気持ちが沈んでいても、どんなに憂鬱な夜を過ごそうとも朝はやってくる。

いつまでも学校を休んでいるわけにもいかず、お母さん達に心配をかけるわけにもいかず、わたしは思い足取りで家の玄関を出た。


一週間以上ぶりの学校は、とても色褪せて見える。

誰の声も何の音も聞こえなくて、その上千冬とあんな感じになってしまって気持ちが落ち込んでいるせいで音だけじゃなく視界までまるで色を失った様に思えた。


教室に入っても誰も声を掛けてくれない。

一週間わたしが学校を休んでいた事すら半数以上の人が知らないかもしれない。

友達を作る努力も、勇気も出さなかった自分が悪いのだと分かっていても頭の中には優愛の笑った顔が浮かんできてつい、甘えてしまう。
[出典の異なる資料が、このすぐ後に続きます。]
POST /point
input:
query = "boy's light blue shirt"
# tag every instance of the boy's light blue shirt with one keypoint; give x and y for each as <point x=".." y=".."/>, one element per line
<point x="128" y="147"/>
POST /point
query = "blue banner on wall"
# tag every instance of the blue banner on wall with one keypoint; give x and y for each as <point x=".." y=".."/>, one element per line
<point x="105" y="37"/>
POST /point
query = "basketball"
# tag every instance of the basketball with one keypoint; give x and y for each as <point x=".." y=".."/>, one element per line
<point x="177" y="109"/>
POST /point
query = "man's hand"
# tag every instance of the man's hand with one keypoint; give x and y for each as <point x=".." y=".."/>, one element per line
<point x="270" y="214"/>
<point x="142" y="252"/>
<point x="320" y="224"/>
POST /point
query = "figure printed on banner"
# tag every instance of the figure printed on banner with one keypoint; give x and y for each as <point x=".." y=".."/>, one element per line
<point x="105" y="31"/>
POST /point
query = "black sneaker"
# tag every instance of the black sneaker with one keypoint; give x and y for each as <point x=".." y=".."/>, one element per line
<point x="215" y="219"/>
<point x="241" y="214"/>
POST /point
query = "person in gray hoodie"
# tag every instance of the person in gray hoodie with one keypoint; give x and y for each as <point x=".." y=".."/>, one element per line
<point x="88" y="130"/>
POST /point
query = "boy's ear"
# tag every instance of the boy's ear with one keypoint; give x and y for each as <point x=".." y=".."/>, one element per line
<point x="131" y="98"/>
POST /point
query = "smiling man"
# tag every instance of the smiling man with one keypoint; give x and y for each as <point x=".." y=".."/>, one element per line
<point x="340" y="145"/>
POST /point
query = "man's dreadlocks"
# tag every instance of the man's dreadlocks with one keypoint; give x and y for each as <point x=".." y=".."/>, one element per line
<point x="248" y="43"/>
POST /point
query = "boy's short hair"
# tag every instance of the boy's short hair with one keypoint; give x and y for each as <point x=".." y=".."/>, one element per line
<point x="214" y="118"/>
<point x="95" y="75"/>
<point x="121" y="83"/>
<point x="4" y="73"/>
着席して右側に千冬がいない事にとてつもなく寂しさを覚えて、だけどどこかホッとしている自分もいた。

どんな顔で会えばいいのか分からない。

あそこまで拒絶されて、それでも今までの様に昔みたいに戻りたいって追いかけられる程わたしは強くない。


だけどやっぱり、ずっとずっと好きだったから。

誰よりも傍にいて、事故の後わたしに立ち上がる理由をくれた人だから、このままっていうのも嫌で。


透明の膜をわたしの周りにだけ張られたみたいに、孤独を感じた。


誰とも分かり合えず、友達もいなくて、自分から話しかける勇気もなく、千冬にまで忘れたいと言われたわたしはまるで透明人間の様だと自嘲せざるを得ない程に、自分自身の存在がどうでもいものなのだと思い知った。